Seems like adding something as an environmental variable for the mkdocs-git-commiters-apikey is a good option as well but I don’t know how to set the location. I tried adding it and just see if it worked, and it didn’t.
In another post though the author actually said environmental secret, so I am even more lost.
And I do not have a key of any kind up there right now. so that 60 person api limit is not valid on a local build I guess.
If I take the --strict limitation off I am guessing it will just add 60 people each time it compiles. so eventually they will all get downloaded. Then I can add the --strict back?
You can make unauthenticated requests if you are only fetching public data. Unauthenticated requests are associated with the originating IP address, not with the user or application that made the request.
The primary rate limit for unauthenticated requests is 60 requests per hour."
It will work without the token, but it will be unreliable in getting the data correct
That is odd, then that is not the issue here. It just stops at 5 co-author errors. I have done over 60 attempts so the mkdocs key must be okay for that part.
So now the issue is why can’t I get the co authors, I need to change a permission in the key it IS using. What key is it using??
“For a repository hosted on GitHub, you can provide a token to increase the rate limit and go beyond the default 60 requests per hour per IP address. The plugin will make one request per mkdocs document.”
If you aren’t setting a token, it is making an anonymous request, and should be subject to the limit.
Your best best is probably to go ahead and make the token as it needs.
Create a secret in github that you can use in your Workflow
Add your secret as an environment variable, then set up the mkdocs.yml to use that environment variable
First, I would create the token, and verify the errors go away using the token in a local build to make it easier to verify the first step before trying to automate it
For private GitHub repositories, you only need to allow read-only access to Contents and Metadata on the target repository. This could be done by setting Read-only access of Permissions > Repository permissions > Contents.

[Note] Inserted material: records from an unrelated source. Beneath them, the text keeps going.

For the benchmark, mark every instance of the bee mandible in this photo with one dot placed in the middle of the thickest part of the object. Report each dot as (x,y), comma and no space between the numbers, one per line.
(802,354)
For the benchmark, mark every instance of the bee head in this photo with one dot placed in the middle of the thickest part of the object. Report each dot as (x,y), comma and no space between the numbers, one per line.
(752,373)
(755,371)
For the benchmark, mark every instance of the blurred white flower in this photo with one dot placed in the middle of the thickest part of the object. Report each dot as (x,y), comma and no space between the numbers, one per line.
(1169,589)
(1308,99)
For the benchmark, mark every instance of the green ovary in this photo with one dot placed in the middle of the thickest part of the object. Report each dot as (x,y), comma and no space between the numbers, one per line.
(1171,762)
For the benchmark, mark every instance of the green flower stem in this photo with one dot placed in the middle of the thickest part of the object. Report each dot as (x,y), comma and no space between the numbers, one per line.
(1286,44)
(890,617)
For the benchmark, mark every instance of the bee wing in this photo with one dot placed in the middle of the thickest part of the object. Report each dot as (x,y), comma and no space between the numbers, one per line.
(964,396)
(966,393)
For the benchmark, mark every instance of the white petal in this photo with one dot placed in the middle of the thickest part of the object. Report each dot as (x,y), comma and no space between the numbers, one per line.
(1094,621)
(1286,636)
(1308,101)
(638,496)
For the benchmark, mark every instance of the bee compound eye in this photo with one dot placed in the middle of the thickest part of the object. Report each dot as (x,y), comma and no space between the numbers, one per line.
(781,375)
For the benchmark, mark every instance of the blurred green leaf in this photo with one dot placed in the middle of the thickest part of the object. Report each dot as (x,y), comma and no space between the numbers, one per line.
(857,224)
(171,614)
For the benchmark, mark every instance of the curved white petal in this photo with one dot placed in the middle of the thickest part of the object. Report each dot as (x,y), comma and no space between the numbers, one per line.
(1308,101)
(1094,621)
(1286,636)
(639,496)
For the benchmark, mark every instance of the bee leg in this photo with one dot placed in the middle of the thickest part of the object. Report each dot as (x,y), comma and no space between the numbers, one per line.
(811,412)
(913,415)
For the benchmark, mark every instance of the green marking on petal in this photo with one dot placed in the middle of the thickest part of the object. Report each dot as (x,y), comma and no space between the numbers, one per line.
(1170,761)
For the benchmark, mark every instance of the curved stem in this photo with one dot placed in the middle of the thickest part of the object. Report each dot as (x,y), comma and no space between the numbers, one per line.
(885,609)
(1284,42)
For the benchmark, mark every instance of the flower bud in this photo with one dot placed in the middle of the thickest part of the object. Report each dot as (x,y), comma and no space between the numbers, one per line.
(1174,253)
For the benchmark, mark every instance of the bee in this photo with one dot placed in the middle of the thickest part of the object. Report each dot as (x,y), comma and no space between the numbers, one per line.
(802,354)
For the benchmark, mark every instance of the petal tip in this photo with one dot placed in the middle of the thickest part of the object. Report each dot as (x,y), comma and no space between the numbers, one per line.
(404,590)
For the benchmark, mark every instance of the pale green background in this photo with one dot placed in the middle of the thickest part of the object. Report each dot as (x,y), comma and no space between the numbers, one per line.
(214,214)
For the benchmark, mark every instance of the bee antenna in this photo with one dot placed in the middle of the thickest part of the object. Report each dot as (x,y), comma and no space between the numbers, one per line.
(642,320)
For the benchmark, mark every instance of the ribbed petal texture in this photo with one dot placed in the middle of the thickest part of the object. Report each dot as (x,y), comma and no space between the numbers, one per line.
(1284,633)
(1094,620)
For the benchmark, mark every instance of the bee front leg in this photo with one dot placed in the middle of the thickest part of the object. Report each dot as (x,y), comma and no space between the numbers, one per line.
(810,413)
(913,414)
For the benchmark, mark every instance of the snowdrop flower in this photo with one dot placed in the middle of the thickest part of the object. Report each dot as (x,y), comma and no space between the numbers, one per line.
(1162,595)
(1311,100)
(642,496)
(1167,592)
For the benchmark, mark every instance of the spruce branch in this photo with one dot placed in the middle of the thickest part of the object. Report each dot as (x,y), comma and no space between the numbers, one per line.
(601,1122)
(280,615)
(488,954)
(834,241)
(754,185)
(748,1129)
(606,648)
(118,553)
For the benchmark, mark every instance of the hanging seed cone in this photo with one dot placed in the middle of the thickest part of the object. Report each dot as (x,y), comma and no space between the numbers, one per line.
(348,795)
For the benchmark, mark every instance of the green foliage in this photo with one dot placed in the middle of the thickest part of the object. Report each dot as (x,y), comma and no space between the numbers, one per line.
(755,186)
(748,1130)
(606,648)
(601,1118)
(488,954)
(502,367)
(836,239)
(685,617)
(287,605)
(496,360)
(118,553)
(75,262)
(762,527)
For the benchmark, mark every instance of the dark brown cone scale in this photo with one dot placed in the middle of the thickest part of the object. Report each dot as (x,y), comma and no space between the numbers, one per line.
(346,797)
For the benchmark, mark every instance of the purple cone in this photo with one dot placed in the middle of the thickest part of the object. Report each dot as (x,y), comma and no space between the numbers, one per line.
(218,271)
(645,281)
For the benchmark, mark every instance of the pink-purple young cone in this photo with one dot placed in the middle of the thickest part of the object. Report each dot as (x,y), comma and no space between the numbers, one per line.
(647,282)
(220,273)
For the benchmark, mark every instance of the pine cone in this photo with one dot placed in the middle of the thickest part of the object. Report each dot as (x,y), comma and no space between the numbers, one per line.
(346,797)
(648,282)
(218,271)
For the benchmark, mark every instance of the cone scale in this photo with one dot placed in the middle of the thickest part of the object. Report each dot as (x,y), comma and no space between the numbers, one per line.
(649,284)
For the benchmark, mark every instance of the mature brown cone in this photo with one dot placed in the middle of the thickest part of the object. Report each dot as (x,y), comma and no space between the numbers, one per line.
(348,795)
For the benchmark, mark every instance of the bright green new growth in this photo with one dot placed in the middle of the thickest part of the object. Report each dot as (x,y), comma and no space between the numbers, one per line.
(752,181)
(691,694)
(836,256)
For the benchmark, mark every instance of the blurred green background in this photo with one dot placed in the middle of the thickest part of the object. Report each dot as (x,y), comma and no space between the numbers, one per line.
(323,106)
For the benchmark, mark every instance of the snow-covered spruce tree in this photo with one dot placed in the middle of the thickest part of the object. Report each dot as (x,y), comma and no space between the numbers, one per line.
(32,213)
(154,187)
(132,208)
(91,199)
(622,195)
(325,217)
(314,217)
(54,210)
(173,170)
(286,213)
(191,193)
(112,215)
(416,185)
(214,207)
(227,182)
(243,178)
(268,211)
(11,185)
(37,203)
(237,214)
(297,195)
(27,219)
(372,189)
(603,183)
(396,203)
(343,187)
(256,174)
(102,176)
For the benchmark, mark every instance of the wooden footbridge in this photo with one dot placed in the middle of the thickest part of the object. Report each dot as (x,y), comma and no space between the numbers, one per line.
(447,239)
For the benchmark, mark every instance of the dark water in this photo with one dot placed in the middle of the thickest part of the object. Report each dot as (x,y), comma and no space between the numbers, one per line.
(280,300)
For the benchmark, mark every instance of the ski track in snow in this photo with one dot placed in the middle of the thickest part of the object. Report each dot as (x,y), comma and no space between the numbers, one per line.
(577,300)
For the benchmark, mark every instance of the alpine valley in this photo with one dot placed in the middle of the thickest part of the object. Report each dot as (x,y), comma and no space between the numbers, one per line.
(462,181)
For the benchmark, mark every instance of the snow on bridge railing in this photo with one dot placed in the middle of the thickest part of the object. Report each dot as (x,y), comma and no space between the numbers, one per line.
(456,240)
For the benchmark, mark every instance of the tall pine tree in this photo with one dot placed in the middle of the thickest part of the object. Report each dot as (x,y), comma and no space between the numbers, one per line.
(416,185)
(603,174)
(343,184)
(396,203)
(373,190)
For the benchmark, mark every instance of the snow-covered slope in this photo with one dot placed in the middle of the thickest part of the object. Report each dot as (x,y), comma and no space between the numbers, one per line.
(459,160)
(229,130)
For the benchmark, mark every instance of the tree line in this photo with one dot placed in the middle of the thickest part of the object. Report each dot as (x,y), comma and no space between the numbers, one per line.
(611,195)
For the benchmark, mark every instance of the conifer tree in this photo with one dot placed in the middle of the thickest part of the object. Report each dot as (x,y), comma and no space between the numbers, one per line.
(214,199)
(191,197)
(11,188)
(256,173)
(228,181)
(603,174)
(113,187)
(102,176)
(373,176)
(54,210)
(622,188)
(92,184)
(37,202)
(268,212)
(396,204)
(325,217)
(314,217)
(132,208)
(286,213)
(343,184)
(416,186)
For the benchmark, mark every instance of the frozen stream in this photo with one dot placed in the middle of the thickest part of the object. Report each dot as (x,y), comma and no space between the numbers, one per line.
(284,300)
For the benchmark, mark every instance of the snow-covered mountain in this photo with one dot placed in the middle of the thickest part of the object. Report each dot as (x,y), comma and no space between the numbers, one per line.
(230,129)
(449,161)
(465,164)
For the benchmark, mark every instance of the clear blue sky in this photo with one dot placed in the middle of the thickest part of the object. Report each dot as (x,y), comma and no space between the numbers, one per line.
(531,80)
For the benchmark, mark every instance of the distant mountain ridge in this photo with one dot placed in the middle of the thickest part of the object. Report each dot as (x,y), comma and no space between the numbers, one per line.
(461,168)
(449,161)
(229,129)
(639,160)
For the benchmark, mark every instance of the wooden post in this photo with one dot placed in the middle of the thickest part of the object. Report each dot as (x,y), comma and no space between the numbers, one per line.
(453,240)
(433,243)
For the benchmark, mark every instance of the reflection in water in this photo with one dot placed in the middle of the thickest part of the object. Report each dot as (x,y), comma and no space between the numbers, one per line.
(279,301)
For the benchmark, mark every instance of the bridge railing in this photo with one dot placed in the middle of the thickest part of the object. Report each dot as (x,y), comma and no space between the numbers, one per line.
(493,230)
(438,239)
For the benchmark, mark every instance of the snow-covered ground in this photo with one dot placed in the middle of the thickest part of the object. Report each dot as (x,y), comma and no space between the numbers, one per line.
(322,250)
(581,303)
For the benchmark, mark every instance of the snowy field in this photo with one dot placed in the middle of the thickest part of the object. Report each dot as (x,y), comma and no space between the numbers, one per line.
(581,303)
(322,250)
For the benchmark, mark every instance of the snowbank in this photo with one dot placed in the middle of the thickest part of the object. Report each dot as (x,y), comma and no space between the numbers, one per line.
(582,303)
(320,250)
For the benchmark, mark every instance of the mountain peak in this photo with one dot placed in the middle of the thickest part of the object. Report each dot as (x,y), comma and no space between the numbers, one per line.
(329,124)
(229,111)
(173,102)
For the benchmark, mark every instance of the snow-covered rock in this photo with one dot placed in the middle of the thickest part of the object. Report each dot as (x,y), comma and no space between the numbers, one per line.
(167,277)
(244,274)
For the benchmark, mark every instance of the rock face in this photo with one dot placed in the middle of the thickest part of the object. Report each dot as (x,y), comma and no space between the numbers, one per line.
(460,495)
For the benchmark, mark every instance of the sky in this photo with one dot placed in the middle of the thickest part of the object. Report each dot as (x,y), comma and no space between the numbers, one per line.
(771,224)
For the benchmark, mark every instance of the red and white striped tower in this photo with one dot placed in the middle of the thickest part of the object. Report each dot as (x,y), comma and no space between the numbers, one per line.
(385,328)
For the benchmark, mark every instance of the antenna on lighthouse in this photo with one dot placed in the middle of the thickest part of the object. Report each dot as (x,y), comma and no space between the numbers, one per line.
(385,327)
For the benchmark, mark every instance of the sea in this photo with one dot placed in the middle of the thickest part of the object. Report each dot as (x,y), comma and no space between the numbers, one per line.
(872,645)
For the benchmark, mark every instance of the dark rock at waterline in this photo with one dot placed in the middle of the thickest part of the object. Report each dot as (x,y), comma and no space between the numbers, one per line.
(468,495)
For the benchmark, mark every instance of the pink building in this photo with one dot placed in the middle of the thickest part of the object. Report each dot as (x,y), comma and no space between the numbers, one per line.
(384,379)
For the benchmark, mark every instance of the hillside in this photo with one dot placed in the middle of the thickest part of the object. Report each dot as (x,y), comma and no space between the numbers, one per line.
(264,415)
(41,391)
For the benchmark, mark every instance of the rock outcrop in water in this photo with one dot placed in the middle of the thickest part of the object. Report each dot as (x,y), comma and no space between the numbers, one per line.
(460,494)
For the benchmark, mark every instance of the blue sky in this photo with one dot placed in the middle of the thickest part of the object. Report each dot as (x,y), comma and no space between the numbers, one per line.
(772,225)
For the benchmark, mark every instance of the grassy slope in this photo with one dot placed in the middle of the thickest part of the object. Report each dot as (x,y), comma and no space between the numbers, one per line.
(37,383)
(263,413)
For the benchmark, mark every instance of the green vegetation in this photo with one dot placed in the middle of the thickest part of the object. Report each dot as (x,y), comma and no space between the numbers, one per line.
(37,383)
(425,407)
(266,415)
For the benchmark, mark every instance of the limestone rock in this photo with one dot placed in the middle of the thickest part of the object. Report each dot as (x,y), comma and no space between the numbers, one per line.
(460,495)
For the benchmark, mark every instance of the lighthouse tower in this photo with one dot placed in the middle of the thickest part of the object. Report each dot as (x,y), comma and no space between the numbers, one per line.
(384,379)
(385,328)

This action supports building and deploying with a GITHUB_TOKEN. This token is automatically generated by Github Actions when a workflow runs so it is convenient.
It is more secure than a personal token, since you never actually see the value of the GITHUB_TOKEN and also the GITHUB_TOKEN is scoped to only work for a single repo.
You may need to give the GITHUB_TOKEN write permission. Go to your repository’s Settings > Actions > General > Workflow Permissions and select Read and write permissions.
Note that for this approach, Github Pages will be enabled in Settings but you will not have a URL displayed or environment tab yet. So change the Github Pages settings to another target and then back again to gh-pages (if that is your branch to serve) - then you will see a URL. This step is only needed on the first deploy and no action is needed later on."